Just as many state and local authorities are rewriting regs to remove the tax exempt status (both property taxes and certain UBI taxes) for colleges’ huge revenue making properties as they realize that those are essentially private business being improperly subsidized by the taxpayers, if the American public at large were made aware of the substantial number of admissions slots at some selective colleges that are awarded based on non-educational criteria to insiders, wealthy and connected people, there would be huge pressure to examine if these are truly educational institutions that serve the greater public good or are instead entities that primarily serve privileged insiders, just admitting a few of the non-connected best and brightest to maintain their reputations.
No, because the original Tufts issue was about perceived status. It’s a great school, but wasn’t H, Y, or B. Not this overarching concern with yield that CC folks claim.
If you really want college x, you need to show it. Not by claiming love, but in how you show your knowledge of the school and your match, now and going forward into the next 4 years. That’s not about acceptance rates or your future networking or pride.

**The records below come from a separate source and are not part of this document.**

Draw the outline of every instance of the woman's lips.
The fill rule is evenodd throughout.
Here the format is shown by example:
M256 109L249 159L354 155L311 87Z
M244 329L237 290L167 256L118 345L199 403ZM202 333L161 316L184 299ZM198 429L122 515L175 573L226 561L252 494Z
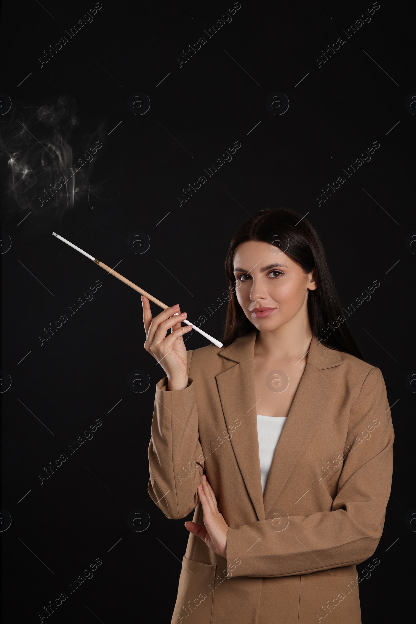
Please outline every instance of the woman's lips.
M274 312L276 308L254 308L251 310L251 314L256 318L264 318Z

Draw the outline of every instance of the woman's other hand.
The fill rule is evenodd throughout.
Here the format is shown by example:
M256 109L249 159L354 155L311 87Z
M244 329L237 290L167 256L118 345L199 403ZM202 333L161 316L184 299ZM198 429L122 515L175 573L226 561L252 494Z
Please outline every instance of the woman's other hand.
M162 367L168 380L169 390L182 390L188 386L186 349L182 336L192 329L191 325L182 327L186 313L180 314L179 305L167 308L152 318L147 297L142 296L143 322L146 332L145 349ZM176 313L180 315L175 316ZM172 332L167 336L167 332Z
M198 486L197 492L202 505L205 526L201 527L191 522L185 522L185 525L190 533L203 540L216 555L226 558L227 531L230 527L218 511L215 494L205 475L203 475L202 479L203 485Z

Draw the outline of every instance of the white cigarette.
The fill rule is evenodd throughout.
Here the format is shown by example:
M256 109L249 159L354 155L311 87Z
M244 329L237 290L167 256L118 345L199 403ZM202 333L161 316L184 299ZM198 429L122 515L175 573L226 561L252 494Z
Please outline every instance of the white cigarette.
M56 236L57 238L59 238L59 240L62 240L63 243L66 243L66 244L69 245L70 247L72 247L73 249L76 249L76 250L77 251L79 251L80 253L82 253L84 254L84 256L86 256L87 258L89 258L90 260L92 260L93 262L95 262L96 265L99 265L99 266L101 266L101 268L107 271L107 273L111 273L112 275L114 276L114 277L117 277L119 280L121 280L121 281L123 281L125 284L127 284L127 286L130 286L130 287L131 288L133 288L134 290L137 291L137 292L140 293L140 295L143 295L145 296L145 297L147 297L148 299L150 299L151 301L153 302L153 303L155 303L157 305L159 306L160 308L162 308L163 310L165 310L167 308L169 307L169 306L167 306L166 304L162 303L162 302L159 301L158 299L156 299L155 297L153 297L151 295L149 295L149 293L147 293L145 290L143 290L142 288L139 288L138 286L136 286L135 284L133 284L132 281L130 281L130 280L127 280L126 278L123 277L122 275L120 275L120 273L118 273L116 271L114 271L113 269L110 268L109 266L107 266L107 265L105 265L104 262L101 262L100 260L98 260L96 258L94 258L94 256L90 256L89 253L87 253L86 251L84 251L82 249L80 249L80 248L77 247L76 245L74 245L73 243L70 243L69 240L66 240L66 238L62 238L62 236L59 236L59 234L56 234L55 232L52 232L52 234L54 236ZM176 314L178 314L178 313L177 312ZM175 314L174 314L174 316L175 316ZM196 327L195 325L193 325L192 323L190 323L189 321L183 320L182 321L182 323L185 323L186 325L192 325L192 328L194 329L195 331L198 331L198 333L201 334L202 336L205 336L206 338L207 338L208 340L210 340L211 342L213 343L214 344L215 344L217 347L220 347L221 348L221 347L223 346L223 343L220 343L219 340L216 340L215 338L213 338L212 336L210 336L209 334L205 333L205 332L203 331L202 329L200 329L199 327Z

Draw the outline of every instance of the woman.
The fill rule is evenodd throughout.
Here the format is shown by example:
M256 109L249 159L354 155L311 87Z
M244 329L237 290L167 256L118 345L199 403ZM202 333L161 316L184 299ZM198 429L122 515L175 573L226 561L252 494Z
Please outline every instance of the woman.
M195 509L172 622L358 624L356 565L377 547L391 485L382 375L300 215L247 219L226 273L221 349L186 352L186 313L152 319L142 298L145 347L166 373L148 491L168 518Z

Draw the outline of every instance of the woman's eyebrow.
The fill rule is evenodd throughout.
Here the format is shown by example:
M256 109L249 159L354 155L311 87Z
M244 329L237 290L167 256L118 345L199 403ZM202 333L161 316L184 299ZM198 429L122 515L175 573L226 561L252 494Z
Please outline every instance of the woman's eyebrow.
M269 269L273 269L275 266L283 266L285 269L288 268L286 265L279 265L277 263L274 265L268 265L267 266L262 266L262 268L260 269L260 273L264 273L264 271L268 271ZM248 271L246 271L244 269L241 268L241 266L237 266L235 269L234 269L234 273L236 273L237 271L242 271L243 273L249 273Z

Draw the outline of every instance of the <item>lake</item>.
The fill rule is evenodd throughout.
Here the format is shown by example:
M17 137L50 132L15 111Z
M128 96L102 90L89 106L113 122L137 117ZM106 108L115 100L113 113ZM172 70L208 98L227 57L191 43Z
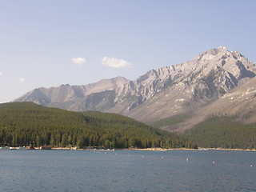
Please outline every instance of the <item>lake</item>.
M256 152L0 150L0 191L256 191Z

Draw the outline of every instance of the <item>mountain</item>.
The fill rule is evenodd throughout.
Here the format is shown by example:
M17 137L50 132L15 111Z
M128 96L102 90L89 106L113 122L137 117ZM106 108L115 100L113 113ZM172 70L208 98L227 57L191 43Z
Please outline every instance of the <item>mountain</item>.
M134 81L118 77L86 86L38 88L15 102L75 111L118 113L156 123L162 129L180 130L214 114L240 113L246 109L251 104L244 102L246 97L240 97L240 108L233 104L247 86L254 89L255 74L255 63L238 51L220 46L192 61L150 70ZM248 91L254 95L253 90ZM229 95L233 94L231 99ZM222 110L224 106L226 108Z
M196 147L180 135L116 114L66 111L33 102L0 104L0 146L32 142L52 147Z

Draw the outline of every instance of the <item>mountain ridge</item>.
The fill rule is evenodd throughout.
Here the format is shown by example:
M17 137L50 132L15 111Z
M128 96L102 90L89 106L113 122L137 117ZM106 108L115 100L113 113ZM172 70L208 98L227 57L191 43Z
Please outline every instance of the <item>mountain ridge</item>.
M255 63L238 51L220 46L191 61L151 70L134 81L118 77L86 86L38 88L14 101L117 113L150 122L177 114L196 115L234 88L246 85L255 74Z

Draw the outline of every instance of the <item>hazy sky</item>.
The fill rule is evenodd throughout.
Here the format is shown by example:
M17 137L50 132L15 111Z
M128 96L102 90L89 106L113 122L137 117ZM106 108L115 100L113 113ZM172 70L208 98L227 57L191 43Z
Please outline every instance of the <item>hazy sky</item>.
M254 0L0 0L0 102L192 60L220 46L256 62Z

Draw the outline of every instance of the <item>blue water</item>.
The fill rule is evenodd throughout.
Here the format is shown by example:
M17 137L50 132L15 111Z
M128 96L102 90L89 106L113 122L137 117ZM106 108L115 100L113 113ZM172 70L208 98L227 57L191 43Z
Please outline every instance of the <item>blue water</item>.
M6 192L256 191L255 179L250 151L0 151Z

“One example. You get kids who so engaged in their interests (relevant to college and not isolated,) who go past the hs box, get out there and do, engage. Small or large efforts, doesn’t need to be glitzy. You can look at their ok but not stellar scores and say, “But this is the kind of kid we want to invest in.” That is so very different than founding a club. Or the count of vol hours, any old vol hours. Or how much money you raised. Or publishing a paper.”
This is another stereotype that gets perpetuated. That the ok stats kid has engaged and exhibited some higher order thinking but the higher stats kids couldn’t do this.

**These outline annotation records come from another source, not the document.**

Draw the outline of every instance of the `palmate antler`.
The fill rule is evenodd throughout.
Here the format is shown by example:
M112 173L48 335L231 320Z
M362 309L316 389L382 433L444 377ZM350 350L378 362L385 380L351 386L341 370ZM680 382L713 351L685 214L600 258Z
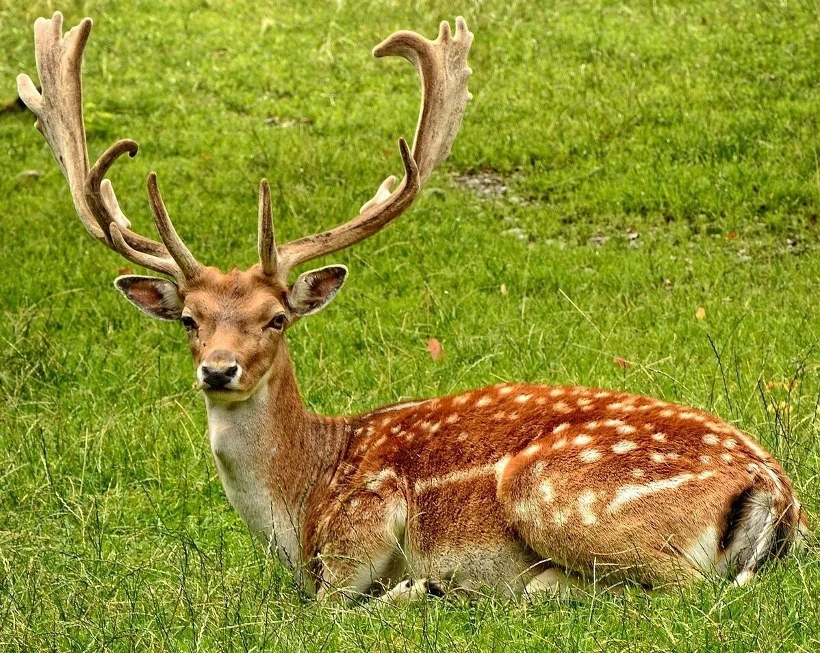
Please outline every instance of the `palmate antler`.
M376 57L398 56L408 59L421 78L421 108L412 150L403 138L399 140L404 177L391 193L396 177L388 177L373 198L362 206L359 214L349 222L330 231L281 245L275 250L266 250L275 251L276 260L273 260L271 256L266 261L262 260L263 269L271 270L271 274L284 280L299 264L349 247L372 236L412 204L433 168L450 153L467 103L472 97L467 90L467 78L472 72L467 65L472 38L464 19L458 16L454 36L450 34L449 24L444 21L435 41L415 32L401 31L389 36L373 48ZM262 205L260 200L260 206ZM260 218L260 225L262 222ZM260 245L260 255L262 251Z
M91 25L91 20L86 18L63 37L59 11L50 20L38 18L34 22L34 57L42 91L38 92L28 75L20 75L18 93L37 116L37 128L45 136L68 181L74 206L89 233L132 263L181 283L196 276L202 266L176 235L157 188L156 175L152 173L148 177L148 194L164 245L131 231L114 188L105 178L120 156L137 154L137 144L127 139L118 140L89 168L82 66Z
M34 55L42 91L28 75L17 77L20 97L37 116L37 128L45 136L68 181L75 208L86 230L98 241L132 263L173 277L178 283L196 278L203 266L174 229L157 186L148 175L148 191L154 223L162 242L131 231L113 186L105 178L122 154L134 156L137 144L127 139L108 148L93 167L89 167L83 121L83 51L91 32L86 18L62 36L62 15L34 22ZM472 34L463 18L456 19L453 35L443 22L435 41L414 32L396 32L373 50L376 57L400 56L411 62L421 80L421 108L412 149L399 141L404 177L388 177L376 195L349 222L330 231L308 236L279 246L276 244L267 182L259 188L259 261L271 281L286 283L295 266L326 254L349 247L373 235L400 215L415 200L433 168L449 154L471 95L467 80L472 71L467 57Z

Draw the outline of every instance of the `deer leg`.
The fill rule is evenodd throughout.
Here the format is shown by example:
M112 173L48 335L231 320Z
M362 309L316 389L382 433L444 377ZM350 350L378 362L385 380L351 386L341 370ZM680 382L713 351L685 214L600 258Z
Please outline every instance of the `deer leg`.
M428 595L444 596L444 586L437 581L430 581L426 578L419 580L408 578L382 594L378 597L378 600L393 605L404 605L423 599Z
M524 596L529 598L546 596L554 599L567 599L573 590L586 589L588 586L581 577L551 567L526 584Z

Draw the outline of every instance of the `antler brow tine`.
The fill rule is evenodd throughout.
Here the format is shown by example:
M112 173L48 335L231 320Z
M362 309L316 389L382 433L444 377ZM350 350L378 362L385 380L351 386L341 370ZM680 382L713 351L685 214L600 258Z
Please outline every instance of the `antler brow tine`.
M270 277L276 275L276 239L273 232L271 186L267 180L259 182L259 264Z

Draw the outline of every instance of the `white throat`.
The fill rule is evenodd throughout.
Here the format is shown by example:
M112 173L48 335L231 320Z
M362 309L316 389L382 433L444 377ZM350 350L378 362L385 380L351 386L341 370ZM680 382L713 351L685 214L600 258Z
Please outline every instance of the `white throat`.
M270 466L276 445L268 432L268 389L245 401L219 402L205 396L208 435L216 471L228 500L242 521L276 549L280 559L298 569L302 563L298 516L271 489Z

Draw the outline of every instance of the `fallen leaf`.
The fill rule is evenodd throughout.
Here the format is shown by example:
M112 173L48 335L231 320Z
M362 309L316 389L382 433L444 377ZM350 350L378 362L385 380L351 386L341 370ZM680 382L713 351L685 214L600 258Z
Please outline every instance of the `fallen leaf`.
M435 338L431 338L427 341L427 351L430 352L430 357L434 361L438 361L444 353L441 348L441 343Z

Anyway this is not validated by the actual facts of admissions, there are very few of these ok stats, engaged kids at colleges, there are a lot more high stats, engaged kids at colleges, that’s what colleges really want. Take Princeton, 25% of its class is below 1430, say 500 students to make math a little easier, if you think a 1300 is an ok score, then maybe you have 50 of these ok stats but engaged types of students. And you have about 1400 high stats kids in the class of 2000, that probably only studied in high school. What a boring campus Princeton is!
“OK stats” is a relative term. In our area the anger seems to bubble up when the kid ranked 18 with a 1510 gets in and the kid ranked 3 with a 1580 doesn’t. Sometimes its legacy, occasionally URM, but often you are looking at unhooked kids. That is what holistic allows. It allows the school to take the 1510 with “something special” over the average excellent 1580.
If the 1400 doesn’t, he doesn’t get in. The stereotype is that lackluster kids get in via pull or diversity wants. I’m telling you my experience, that being high(er)stats isn’t a direct line to a great app package.
Yes, it’s harder for a 1300 kid when right next to him are higher scores and equal engagement. Depends on his area, major and more. But 650/650 isn’t a rejection stamp.
Other than issues of recruited athletes, any kid could present well. But it’s not a direct correlation with stats. You’d have to see what the vast pool of applicants does offer or not, to get an idea how “same old” a lot are. By thier own hand, by their own choices over 3+ years, they don’t present their potential. But Idon;t think this answers the big question in posters’ minds: just what is “it?”
Thank you, milee30, as you just proved my point. The rest of your post is your opinion of what the law should be, not what is today.
Sorry but outside of the cc bubble and perhaps the NYT, there is no pressure and no groudswell to change the law as it only affects maybe 1% of high schoolers. The other 99% are happy to go to their instate public or not-tippy top private.
On a public policy basis, I am much more concerned the affordability and access to the instate publics.